Massacre à l’espadrille
Serge Scotto

Éditions Baleine, 2007

 

 

Un psychopathe comme vous et moi

« Tiens, ça fait longtemps que je n’ai pas violé un gosse ! » Un roman, français de surcroît, qui s’ouvre sur un incipit aussi brutal, assène un électrochoc, inévitablement. On a surtout envie de savoir si, au-delà de l’amorce, le cap de l’outrance sera maintenu. Eh bien, la réponse fait frissonner, puisqu’elle est affirmative. Oui, Serge Scotto est un écrivain d’un talent hors norme, qui ramène les provocations tertiarisées et les séances de spleen touche-pipi d’un Houellebecq au rang de l’humour potache.

Massacre à l’espadrille nous présente, par le biais du monologue intérieur, la (saignante) tranche de vie d’un de ces types affreusement ordinaires que l’on qualifie de « psychopathes ». L’aspect le plus captivant de la narration réside moins dans la cruauté cynique avec laquelle sont commis les meurtres que dans la plongée au cœur du système de valeurs (sic) qui structure la conscience du protagoniste.
Car le désaxé à qui nous prêtons l’oreille ici est d’une désarmante sincérité. Il énonce sur un même mode distancié ses manies (il se délecte de ses sécrétions nasales), ses convictions écologiques et anti-tabagiques, ses détestations (il est comiquement animé par une féroce anglophobie, doublée d’une intransigeance sans faille à l’égard du tourisme de masse), ses passions télévisuelles (l’individu est un inconditionnel de Wonder Woman, à la vue de qui, depuis sa prime adolescence, il émet d’incontrôlables éjaculats).

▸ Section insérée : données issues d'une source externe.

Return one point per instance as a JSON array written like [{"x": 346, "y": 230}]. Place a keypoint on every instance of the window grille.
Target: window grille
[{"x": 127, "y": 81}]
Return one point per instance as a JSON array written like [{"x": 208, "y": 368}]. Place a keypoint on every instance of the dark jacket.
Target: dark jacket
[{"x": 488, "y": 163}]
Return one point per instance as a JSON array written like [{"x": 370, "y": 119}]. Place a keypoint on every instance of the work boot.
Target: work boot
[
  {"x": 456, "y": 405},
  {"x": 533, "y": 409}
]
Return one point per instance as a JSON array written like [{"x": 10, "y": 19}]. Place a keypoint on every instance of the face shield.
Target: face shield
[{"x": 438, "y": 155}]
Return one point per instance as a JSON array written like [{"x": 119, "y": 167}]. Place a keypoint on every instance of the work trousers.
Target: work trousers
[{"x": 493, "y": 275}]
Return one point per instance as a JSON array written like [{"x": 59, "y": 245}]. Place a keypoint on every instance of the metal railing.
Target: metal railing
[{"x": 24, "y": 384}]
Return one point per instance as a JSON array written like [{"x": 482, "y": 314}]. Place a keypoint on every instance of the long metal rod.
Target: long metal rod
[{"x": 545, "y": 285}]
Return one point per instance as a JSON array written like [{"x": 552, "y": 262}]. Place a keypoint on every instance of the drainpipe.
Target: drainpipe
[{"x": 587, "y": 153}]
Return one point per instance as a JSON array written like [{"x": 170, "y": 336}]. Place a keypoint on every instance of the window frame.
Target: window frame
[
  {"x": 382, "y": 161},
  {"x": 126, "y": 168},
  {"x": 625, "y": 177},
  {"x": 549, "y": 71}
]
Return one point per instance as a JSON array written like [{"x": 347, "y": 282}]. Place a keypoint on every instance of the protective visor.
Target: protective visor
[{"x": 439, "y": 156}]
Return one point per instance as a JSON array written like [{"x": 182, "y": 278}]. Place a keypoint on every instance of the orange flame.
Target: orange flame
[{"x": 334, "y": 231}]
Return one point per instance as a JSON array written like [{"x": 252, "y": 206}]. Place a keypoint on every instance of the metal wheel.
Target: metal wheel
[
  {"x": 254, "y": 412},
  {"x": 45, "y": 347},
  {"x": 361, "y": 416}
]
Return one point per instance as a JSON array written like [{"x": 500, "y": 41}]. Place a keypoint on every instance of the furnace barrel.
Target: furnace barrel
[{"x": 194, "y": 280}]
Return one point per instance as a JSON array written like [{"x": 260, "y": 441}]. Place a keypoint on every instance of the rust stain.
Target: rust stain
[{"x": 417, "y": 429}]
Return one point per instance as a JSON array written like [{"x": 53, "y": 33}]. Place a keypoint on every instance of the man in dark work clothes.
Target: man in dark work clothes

Considéré sous ces seuls angles, un tel être, pétri de paradoxes, pourrait inspirer jusqu’à la sympathie rigolarde. Là se révèle le tour de force de Scotto : les moments de connivence avec son personnage sont rarissimes, voire inexistants, dans la mesure où c’est ce bourreau sans aucun état d’âme qui tient le lecteur en respect, juché sur une morale faite de bric et de broc, certes, mais inexpugnable.
Scotto a parfaitement saisi et illustré cette très dérangeante vérité de notre époque : si le tueur en série nous fascine tant, c’est parce qu’il n’est jamais que l’exacerbation extrême de notre identité de consommateur moyen, gavé de culture pixellisée, toujours sûr de son bon droit et de la pertinence de ses caprices, nombriliste au point de songer que le monde s’organise autour de et est régi par sa puissance.

La « formidable promenade en Provence », annoncée en quatrième de couverture, en compagnie de ce rentier onaniste, ressemble donc à un cauchemar éveillé. L’horreur s’y accomplit avec simplicité ; le coup de grâce y est donné avec détachement et grand naturel. Le dernier chapitre – dont il ne faut rien dire car que pourrait-on en dire ? – laisse pantois, entre éclat de rire libérateur, désarroi et stupéfaction coite.

S’il rencontre l’audience qu’il mérite, ce récit scandalisera, dépassera l’entendement, déroutera la critique, rebutera. Mais à propos de son auteur, il n’y aura qu’un constat à poser, et qui rappelle le rôle de tout défi littéraire digne de ce nom : « Il a osé. »

Frédéric Saenen
(juillet 2007)

Frédéric Saenen, licencié en philologie romane, professeur de français-langue étrangère, auteur et poète, collabore à de nombreuses revues de poésie ou de critique littéraire, en Belgique et en France et participe régulièrement à des lectures publiques. Depuis mai 2003, avec Frédéric Dufoing, il anime Jibrile, revue de critique littéraire et politique.